How to quickly iterate over and modify pixel arrays with numpy?

First off, i am relatively new to Python and its libraries.

The purpose of the following code is to convert a HDR image to RGBM as detailed in WebGL Insights Chapter 16.

import argparse
import numpy
import imageio
import math

# Parse arguments
parser = argparse.ArgumentParser(description = 'Convert a HDR image to a 32bit RGBM image.')
parser.add_argument('file', metavar = 'FILE', type = str, help ='Image file to convert')
args = parser.parse_args()

# Load image
image = imageio.imread(args.file)
height = image.shape[0]
width = image.shape[1]

output = numpy.zeros((height, width, 4))

# Convert image
for i in numpy.ndindex(image.shape[:2]):
    rgb = image[i]
    rgba = numpy.zeros(4)
    rgba[0:3] = (1.0 / 7.0) * numpy.sqrt(rgb)
    rgba[3] = max(max(rgba[0], rgba[1]), rgba[2])
    rgba[3] = numpy.clip(rgba[3], 1.0 / 255.0, 1.0)
    rgba[3] = math.ceil(rgba[3] * 255.0) / 255.0
    output[i] = rgba

# Save image to png
imageio.imsave(args.file.split('.')[0] + '_rgbm.png', output)

The code works and produces correct results, but it does so very slowly. This is of course caused by iterating over each pixels separately within python, which for larger images can take a long time (about 4:30 minutes for an image with a size of 3200x1600).

My question is: Is there a more efficient way to achieve what I'm after? I briefly looked into vectorization and broadcasting in numpy but haven't found a way to apply those to my problem yet.

Edit:

Thanks to Mateen Ulhaq, i found a solution:

# Convert image
rgb = (1.0 / 7.0) * numpy.sqrt(image)
alpha = numpy.amax(rgb, axis=2)
alpha = numpy.clip(alpha, 1.0 / 255.0, 1.0)
alpha = numpy.ceil(alpha * 255.0) / 255.0
alpha = numpy.reshape(alpha, (height, width, 1))
output = numpy.concatenate((rgb, alpha), axis=2)

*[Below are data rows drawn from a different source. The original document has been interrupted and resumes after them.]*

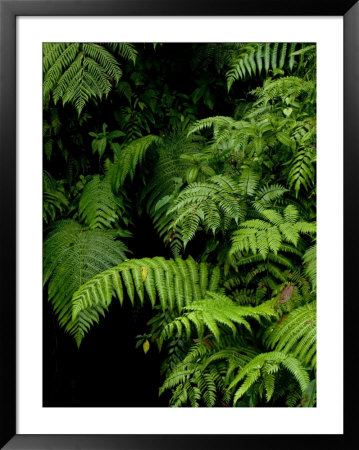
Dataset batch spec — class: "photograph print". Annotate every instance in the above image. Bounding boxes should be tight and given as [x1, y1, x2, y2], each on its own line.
[42, 42, 316, 408]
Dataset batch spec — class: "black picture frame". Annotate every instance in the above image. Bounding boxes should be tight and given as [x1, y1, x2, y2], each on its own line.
[0, 0, 359, 450]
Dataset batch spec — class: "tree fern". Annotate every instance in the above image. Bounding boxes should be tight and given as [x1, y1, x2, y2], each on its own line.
[43, 220, 128, 338]
[42, 170, 69, 223]
[266, 302, 317, 368]
[230, 205, 316, 259]
[111, 135, 161, 192]
[226, 42, 315, 90]
[229, 351, 309, 405]
[163, 292, 276, 341]
[169, 175, 246, 245]
[303, 245, 317, 291]
[43, 42, 128, 114]
[288, 147, 315, 197]
[79, 175, 129, 229]
[67, 257, 220, 345]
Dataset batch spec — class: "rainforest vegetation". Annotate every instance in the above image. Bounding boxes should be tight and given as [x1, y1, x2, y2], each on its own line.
[43, 43, 316, 407]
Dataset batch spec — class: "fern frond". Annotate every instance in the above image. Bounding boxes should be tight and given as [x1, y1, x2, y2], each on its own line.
[266, 302, 317, 368]
[79, 175, 125, 229]
[230, 205, 316, 259]
[168, 175, 245, 246]
[229, 351, 309, 405]
[43, 220, 128, 340]
[111, 135, 161, 192]
[163, 292, 276, 341]
[303, 245, 317, 291]
[43, 43, 122, 114]
[68, 257, 218, 345]
[288, 147, 315, 197]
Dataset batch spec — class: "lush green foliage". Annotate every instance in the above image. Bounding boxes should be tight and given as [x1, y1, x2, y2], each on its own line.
[43, 43, 316, 407]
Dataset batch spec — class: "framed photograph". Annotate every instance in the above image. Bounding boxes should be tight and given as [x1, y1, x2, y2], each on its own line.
[0, 0, 359, 449]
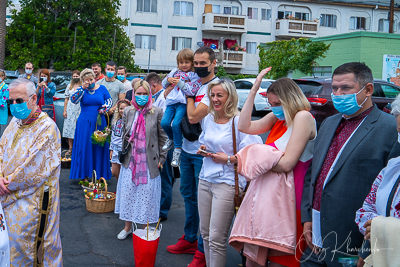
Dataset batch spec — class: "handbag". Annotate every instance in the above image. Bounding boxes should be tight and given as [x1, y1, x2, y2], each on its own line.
[181, 114, 202, 142]
[232, 116, 250, 214]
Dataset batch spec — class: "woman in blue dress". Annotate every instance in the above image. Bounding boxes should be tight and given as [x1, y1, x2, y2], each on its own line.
[69, 69, 112, 181]
[0, 70, 8, 137]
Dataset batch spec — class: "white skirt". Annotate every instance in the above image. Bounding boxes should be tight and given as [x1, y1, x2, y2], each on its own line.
[115, 166, 161, 224]
[0, 203, 10, 267]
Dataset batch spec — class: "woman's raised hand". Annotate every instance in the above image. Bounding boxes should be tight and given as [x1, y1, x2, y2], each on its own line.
[251, 67, 272, 91]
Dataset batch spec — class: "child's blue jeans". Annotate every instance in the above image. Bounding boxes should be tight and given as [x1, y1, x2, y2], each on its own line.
[161, 103, 186, 148]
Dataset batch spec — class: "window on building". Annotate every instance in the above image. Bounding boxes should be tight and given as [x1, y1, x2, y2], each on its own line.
[350, 17, 369, 30]
[278, 11, 292, 19]
[174, 1, 193, 16]
[378, 19, 397, 32]
[378, 19, 389, 32]
[261, 8, 272, 20]
[135, 34, 156, 50]
[246, 42, 257, 54]
[172, 37, 192, 51]
[247, 7, 258, 19]
[313, 66, 332, 76]
[294, 12, 310, 21]
[319, 14, 337, 28]
[213, 5, 221, 14]
[224, 6, 239, 15]
[137, 0, 157, 13]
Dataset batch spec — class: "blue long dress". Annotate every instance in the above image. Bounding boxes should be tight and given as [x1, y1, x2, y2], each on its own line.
[69, 85, 112, 180]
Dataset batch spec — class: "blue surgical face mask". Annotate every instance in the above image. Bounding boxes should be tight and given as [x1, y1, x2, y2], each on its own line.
[88, 82, 96, 90]
[10, 96, 32, 120]
[106, 71, 115, 78]
[331, 86, 368, 116]
[271, 106, 285, 121]
[135, 95, 149, 106]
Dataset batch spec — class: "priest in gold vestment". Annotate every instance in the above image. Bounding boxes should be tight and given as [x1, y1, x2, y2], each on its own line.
[0, 79, 62, 267]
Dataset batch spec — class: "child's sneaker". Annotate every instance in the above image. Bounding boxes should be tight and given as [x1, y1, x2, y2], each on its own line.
[162, 139, 174, 151]
[171, 148, 182, 167]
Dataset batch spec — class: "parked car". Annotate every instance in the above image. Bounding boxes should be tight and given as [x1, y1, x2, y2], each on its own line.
[50, 71, 72, 133]
[234, 78, 275, 115]
[294, 77, 400, 127]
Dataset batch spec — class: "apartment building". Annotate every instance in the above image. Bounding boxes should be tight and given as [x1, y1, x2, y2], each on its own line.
[7, 0, 400, 74]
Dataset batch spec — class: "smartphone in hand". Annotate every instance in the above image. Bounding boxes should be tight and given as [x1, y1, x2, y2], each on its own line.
[198, 147, 215, 154]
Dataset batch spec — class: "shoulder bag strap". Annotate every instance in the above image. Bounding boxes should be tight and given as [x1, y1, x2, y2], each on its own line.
[386, 176, 400, 217]
[232, 116, 239, 200]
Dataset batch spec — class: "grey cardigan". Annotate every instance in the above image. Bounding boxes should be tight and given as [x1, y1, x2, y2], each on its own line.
[121, 106, 167, 178]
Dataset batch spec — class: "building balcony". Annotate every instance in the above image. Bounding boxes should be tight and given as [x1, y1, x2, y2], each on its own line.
[201, 13, 247, 33]
[214, 50, 247, 69]
[275, 19, 318, 38]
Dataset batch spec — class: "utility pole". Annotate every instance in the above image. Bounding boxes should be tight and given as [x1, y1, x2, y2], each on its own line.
[74, 27, 76, 54]
[389, 0, 394, 33]
[111, 28, 117, 60]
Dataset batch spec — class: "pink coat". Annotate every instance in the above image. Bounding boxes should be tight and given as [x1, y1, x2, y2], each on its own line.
[229, 144, 296, 265]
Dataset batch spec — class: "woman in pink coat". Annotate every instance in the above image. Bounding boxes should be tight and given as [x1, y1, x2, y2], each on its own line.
[229, 68, 317, 267]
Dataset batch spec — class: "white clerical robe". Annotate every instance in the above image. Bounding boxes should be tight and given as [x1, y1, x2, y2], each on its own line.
[0, 112, 62, 267]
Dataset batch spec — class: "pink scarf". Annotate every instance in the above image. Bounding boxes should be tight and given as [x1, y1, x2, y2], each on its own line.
[129, 91, 153, 186]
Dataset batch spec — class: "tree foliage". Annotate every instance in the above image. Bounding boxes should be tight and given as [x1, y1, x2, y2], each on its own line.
[5, 0, 139, 72]
[258, 38, 330, 79]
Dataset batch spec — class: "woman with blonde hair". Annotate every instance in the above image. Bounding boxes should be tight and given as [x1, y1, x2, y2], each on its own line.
[63, 70, 82, 155]
[115, 81, 167, 240]
[36, 69, 56, 121]
[198, 80, 262, 267]
[229, 68, 317, 267]
[110, 99, 131, 180]
[69, 69, 112, 181]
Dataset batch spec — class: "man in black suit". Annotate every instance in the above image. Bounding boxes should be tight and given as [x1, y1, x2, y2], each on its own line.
[301, 62, 400, 267]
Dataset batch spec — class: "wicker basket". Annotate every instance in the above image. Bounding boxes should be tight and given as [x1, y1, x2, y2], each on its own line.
[93, 112, 110, 143]
[85, 177, 115, 213]
[82, 170, 104, 191]
[61, 160, 71, 169]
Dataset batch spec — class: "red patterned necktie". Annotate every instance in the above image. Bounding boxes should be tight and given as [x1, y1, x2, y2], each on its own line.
[313, 107, 373, 211]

This completes in only a few seconds.

Solution

The line

for i in numpy.ndindex(image.shape[:2]):

is just iterating over every pixel. It's probably faster to get rid of the loop and process every pixel in each line of code ("vectorized").

rgb = (1.0 / 7.0) * np.sqrt(image)
alpha = np.amax(rgb, axis=2)
alpha = np.clip(alpha, 1.0 / 255.0, 1.0)
alpha = np.ceil(alpha * 255.0) / 255.0
alpha = numpy.reshape(alpha, (height, width, 1))
output = np.concatenate((rgb, alpha), axis=2)

I think it's also a bit clearer.